Concerning Your Career

Employment Tips for Open Systems Professionals

MIS and the Virtual Office

By Jim Johnson

As telecommuting becomes widespread, IT users of all types must come to terms with the reality of the virtual office.

A few years ago, widespread telecommuting was just a dream. Wild-eyed enthusiasts predicted we'd all be doing it someday, while experts debated whether corporate philosophies and management inertia would ever let it emerge from special-case applications.

Significant advances in telecommuting practices have changed the debate completely. As increasing numbers of workers log in from home and neighborhood work centers and increasing numbers of want ads use it as a lure, most experts now debate not whether but when telework will become run-of-the-mill.

Many factors contribute to this long-awaited embrace of telecommuting. It helps organizations get by with less space and fewer desks. It's also easier to fend off "brain drain" by offering it as a perk to the more senior people. Compulsory compliance with the new family leave act and other shifts in social values are inclining employers to be more willing to experiment. And of course, the World Wide Web has raised everyone's awareness of the Internet and the telecommunications possibilities that go along with it.

But what's going on behind the scenes? How is MIS impacted by increasing numbers of users depending on communications to substitute for their physical presence? And is telecommuting a viable option for MIS staffers themselves? (For more on this topic, see Member Views and Friends or Foes.)

Supporting Telecommuters

Several years ago I did some research on telecommuting among federal workers; I was surprised to find that many of them used primarily voice phone calls and faxes to do what was essentially remote paper-pushing. Computer use was limited to laptops and employees' personal systems, and dial-ins were to a mainframe running CTOS; no client/server was involved. Although this kind of telecommuting may now seem quite backward, it successfully demonstrated not only that accounting, payroll, customer relations, technical support and other traditional IS functions can be reliably delegated to telecommuters, but it may not require heavy capital investments to do so. However, it also conveniently skirted a number of critical issues that today's "digital telecommuters" must face, including training, implementation costs and data security.

Training is arguably the most straightforward of these three issues. The IS department may have to spend time getting users acquainted with remote-access software and troubleshooting installation problems, and some altered procedures may have to be relearned. However, the hazards of working at home include both procrastination and overwork, and management must sensibly address these issues through careful selection of telecommuting candidates, supportive training and some allowance for adjustment.

Infrastructurally, the hardware, software and phone line costs of setting up an employee with remote computing can be steep. But hardware prices continue to fall rapidly, and many employees already have a system at home, to which the employer may contribute some necessary upgrading. The IS department must evaluate various connection options. For example, a shell account or bulletin-board-style dial-in and a couple of fast modems may be sufficient, and the setup may not even require a dedicated host system. If a user needs LAN services and is a local call from the office, a SLIP/PPP server can still be relatively simple. If distance is a problem, enlisting an Internet service provider can help keep costs down. And the cost of a second phone line, if necessary, may be shared by employer and employee.

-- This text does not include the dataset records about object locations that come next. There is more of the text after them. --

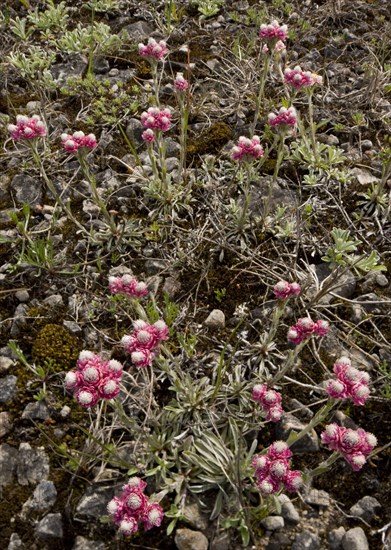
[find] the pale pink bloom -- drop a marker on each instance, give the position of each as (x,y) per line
(86,397)
(274,414)
(261,464)
(273,32)
(298,79)
(293,336)
(331,436)
(180,83)
(293,481)
(148,135)
(336,389)
(78,140)
(284,120)
(142,358)
(114,369)
(72,379)
(321,327)
(153,50)
(128,526)
(279,449)
(128,286)
(136,502)
(27,128)
(258,391)
(108,389)
(116,509)
(156,119)
(134,484)
(268,485)
(356,460)
(161,330)
(247,149)
(284,290)
(153,516)
(279,469)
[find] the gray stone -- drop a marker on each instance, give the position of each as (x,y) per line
(335,538)
(195,518)
(308,444)
(4,188)
(279,195)
(27,189)
(32,465)
(364,177)
(139,30)
(172,287)
(8,388)
(73,327)
(33,107)
(279,541)
(37,410)
(317,497)
(16,543)
(328,139)
(273,523)
(84,544)
(171,164)
(186,539)
(5,423)
(134,129)
(8,461)
(49,528)
(215,320)
(374,279)
(366,144)
(288,510)
(5,364)
(221,542)
(366,508)
(355,539)
(100,64)
(306,541)
(22,296)
(94,503)
(43,498)
(19,319)
(54,300)
(153,267)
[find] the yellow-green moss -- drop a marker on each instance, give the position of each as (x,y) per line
(56,344)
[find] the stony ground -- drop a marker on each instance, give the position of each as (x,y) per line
(55,482)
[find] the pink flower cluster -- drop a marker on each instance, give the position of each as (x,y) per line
(247,149)
(180,83)
(270,401)
(305,328)
(354,445)
(273,32)
(144,342)
(278,48)
(27,128)
(128,286)
(153,50)
(133,507)
(350,383)
(156,119)
(284,119)
(78,140)
(301,79)
(94,379)
(273,470)
(284,290)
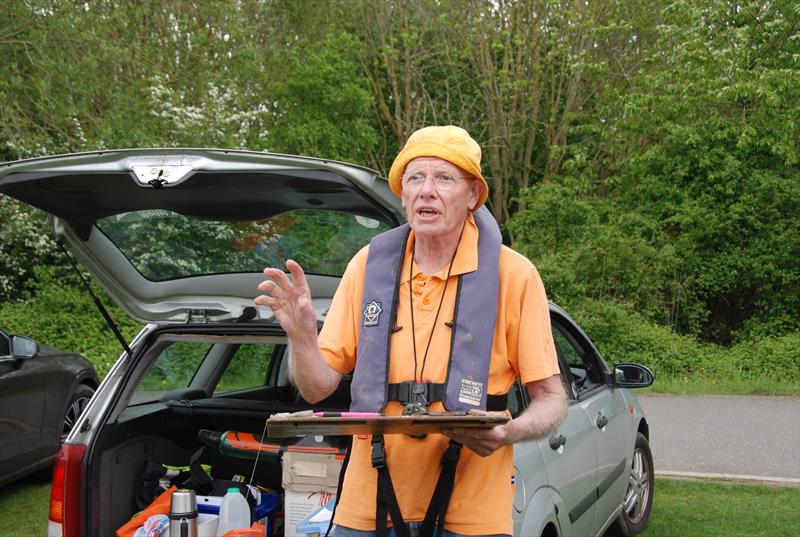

However, employees doing frequent, large file transfers or other intensive work online may require a link faster than 28.8K; for these situations, an ISDN or frame relay line may necessary, at a cost of several hundred dollars for setup and another several hundred per month. For organizations with a number of good candidates for telecommuting that require links of this caliber, opening a telework center or satellite office may be the best option. Fortunately, telecommunications providers are rising to accommodate all of these types of needs.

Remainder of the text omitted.